カール・テオドア・ドライヤーとは?
かーるておどあどらいやー
カール・テオドア・ドライヤーは、デンマーク出身の映画監督で、人間の内面と精神性を深く掘り下げた映画史上最重要の巨匠の一人です。
カール・テオドア・ドライヤー(Carl Theodor Dreyer)は、1889年生まれ、1968年に没したデンマークの映画監督です。デンマークのコペンハーゲンで生まれ育ち、ジャーナリストとして働きながら映画界に入り、1910年代から監督として活動を始めました。
初期のサイレント映画から、後のトーキー作品に至るまで、一貫して人間の内面の葛藤や信仰・迫害・愛といったテーマを追求しました。代表作「裁かるゝジャンヌ」(1928年)は、ジャンヌ・ダルクの裁判を題材に、俳優の顔のクローズアップを多用した革命的な映像表現で描き、映画史上の傑作として今も研究・上映され続けています。
トーキー移行後も「吸血鬼」(1932年)や「怒りの日」(1943年)で独自のスタイルを維持し、さらに晩年の「奇跡」(1955年)と「ゲアトルーズ」(1964年)は、簡素で禁欲的な映像美と深い哲学的テーマで映画ファンや評論家に強い影響を与え続けています。

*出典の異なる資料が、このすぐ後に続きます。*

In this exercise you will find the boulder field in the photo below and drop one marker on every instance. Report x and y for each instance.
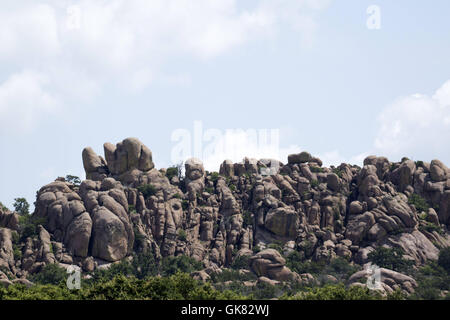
(127, 205)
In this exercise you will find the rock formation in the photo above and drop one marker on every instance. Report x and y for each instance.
(324, 213)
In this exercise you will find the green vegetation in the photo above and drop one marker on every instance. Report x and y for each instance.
(180, 286)
(314, 183)
(390, 258)
(3, 207)
(185, 204)
(210, 190)
(172, 172)
(214, 176)
(147, 190)
(73, 179)
(420, 203)
(21, 206)
(338, 292)
(432, 279)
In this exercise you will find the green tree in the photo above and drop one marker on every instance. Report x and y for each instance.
(444, 259)
(21, 206)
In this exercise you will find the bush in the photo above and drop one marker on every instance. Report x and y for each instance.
(390, 258)
(432, 279)
(214, 176)
(171, 172)
(314, 183)
(444, 259)
(420, 203)
(3, 207)
(147, 190)
(338, 292)
(296, 262)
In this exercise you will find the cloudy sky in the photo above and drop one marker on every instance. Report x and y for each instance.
(176, 73)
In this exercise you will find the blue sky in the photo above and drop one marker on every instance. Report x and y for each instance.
(80, 73)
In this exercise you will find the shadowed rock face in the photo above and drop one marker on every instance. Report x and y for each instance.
(321, 212)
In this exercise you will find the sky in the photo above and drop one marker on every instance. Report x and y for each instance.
(212, 78)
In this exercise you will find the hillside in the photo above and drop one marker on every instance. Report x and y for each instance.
(284, 224)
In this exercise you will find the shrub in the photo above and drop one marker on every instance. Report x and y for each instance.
(418, 202)
(316, 169)
(444, 259)
(209, 190)
(3, 207)
(214, 176)
(338, 292)
(314, 183)
(390, 258)
(147, 190)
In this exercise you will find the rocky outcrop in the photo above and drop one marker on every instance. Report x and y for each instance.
(269, 263)
(389, 281)
(127, 205)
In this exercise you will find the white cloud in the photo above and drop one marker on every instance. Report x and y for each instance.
(416, 126)
(76, 48)
(24, 100)
(134, 38)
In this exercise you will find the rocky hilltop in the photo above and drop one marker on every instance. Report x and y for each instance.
(126, 205)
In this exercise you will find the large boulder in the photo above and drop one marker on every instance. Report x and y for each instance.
(282, 222)
(269, 263)
(128, 155)
(94, 165)
(109, 237)
(298, 158)
(389, 281)
(438, 171)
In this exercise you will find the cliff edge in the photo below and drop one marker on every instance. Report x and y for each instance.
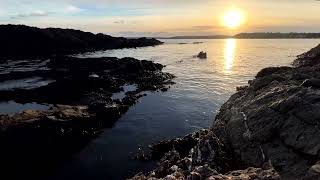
(268, 129)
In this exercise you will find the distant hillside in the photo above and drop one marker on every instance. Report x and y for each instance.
(200, 37)
(19, 41)
(254, 36)
(277, 35)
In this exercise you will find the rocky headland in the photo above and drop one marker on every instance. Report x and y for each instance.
(79, 93)
(20, 41)
(267, 130)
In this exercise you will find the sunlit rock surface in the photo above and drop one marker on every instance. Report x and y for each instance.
(270, 129)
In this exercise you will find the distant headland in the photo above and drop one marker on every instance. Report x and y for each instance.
(256, 35)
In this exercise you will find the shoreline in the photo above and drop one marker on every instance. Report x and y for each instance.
(267, 130)
(81, 105)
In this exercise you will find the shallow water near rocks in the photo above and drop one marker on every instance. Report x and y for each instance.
(122, 94)
(11, 107)
(202, 86)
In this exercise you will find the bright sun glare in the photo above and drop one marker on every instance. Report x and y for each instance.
(233, 18)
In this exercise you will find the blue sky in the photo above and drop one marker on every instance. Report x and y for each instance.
(162, 17)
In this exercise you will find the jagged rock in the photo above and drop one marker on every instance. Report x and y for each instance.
(270, 127)
(85, 87)
(248, 174)
(311, 83)
(19, 41)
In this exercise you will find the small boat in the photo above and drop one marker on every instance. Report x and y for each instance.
(202, 55)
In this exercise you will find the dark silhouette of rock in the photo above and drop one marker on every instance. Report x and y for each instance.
(19, 41)
(270, 128)
(79, 94)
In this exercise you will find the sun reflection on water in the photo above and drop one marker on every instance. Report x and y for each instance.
(229, 54)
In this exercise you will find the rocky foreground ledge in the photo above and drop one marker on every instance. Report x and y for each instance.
(267, 130)
(79, 95)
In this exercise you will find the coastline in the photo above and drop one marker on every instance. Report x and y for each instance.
(76, 96)
(267, 130)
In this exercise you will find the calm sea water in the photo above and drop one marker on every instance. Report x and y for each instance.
(202, 86)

ドライヤーは生涯を通じて作品数は少なくとも、一作ごとの完成度と独自性は群を抜いており、イングマール・ベルイマンやロベール・ブレッソンら後世の映画作家に多大な影響を与えた存在です。
使い方・例文
映画史の教科書や批評でカール・テオドア・ドライヤーの名前が登場するとき、その作品の精神性の深さと映像の革新性が必ず言及されます。